The most-traded January iron ore contract on China’s Dalian Commodity Exchange (DCE) ended daytime trade up 1.26% at 806 yuan ($110.90) a metric ton after hitting its highest level since Oct 14 at 810.5 yuan a ton earlier in the session.

The benchmark January iron ore contract on the Singapore Exchange added 0.1% at $104.5 a ton, as of 0719 GMT. China’s factory activity expanded at the fastest pace in five months in November as new orders, including those from abroad, led to a solid rise in production, a private-sector survey showed, echoing an official survey on Saturday. But demand for the key steelmaking ingredient showed signs of softening as colder weather disrupted construction activities in northern China, limiting upside room, said analysts.

The average daily hot metal output among steelmakers surveyed slid for a second consecutive week by 0.8% from the week before to 2.34 million tons in the week, as of Nov. 29, data from consultancy Mysteel showed.

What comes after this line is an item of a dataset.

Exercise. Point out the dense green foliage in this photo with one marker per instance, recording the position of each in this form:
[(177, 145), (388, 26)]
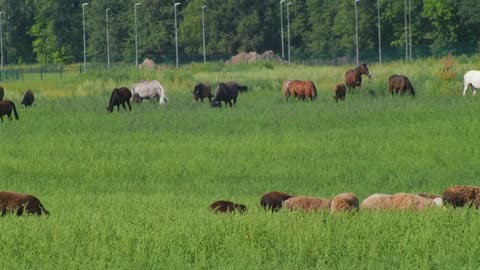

“Hot metal output is likely to eye further decline in December, but daily output will likely hover above 2.3 million tons,” analysts at Maike Futures said. The hot metal output is typically used to gauge iron ore demand.

Some steelmakers have completed procuring seaborne cargoes to meet production needs after the week-long Chinese New Year Holiday break, said a steelmaker and a trader, requesting anonymity as they are not authorised to speak to the media. But stockpiling of portside cargoes have not started yet, they added.

Other steelmaking ingredients on the DCE lost ground, with coking coal and coke losing 1.2% and 0.61%, respectively. Most steel benchmarks on the Shanghai Futures Exchange firmed. Rebar gained 0.18%, hot-rolled coil advanced 0.8%, wire rod rose 0.97%, while stainless steel eased 0.77%.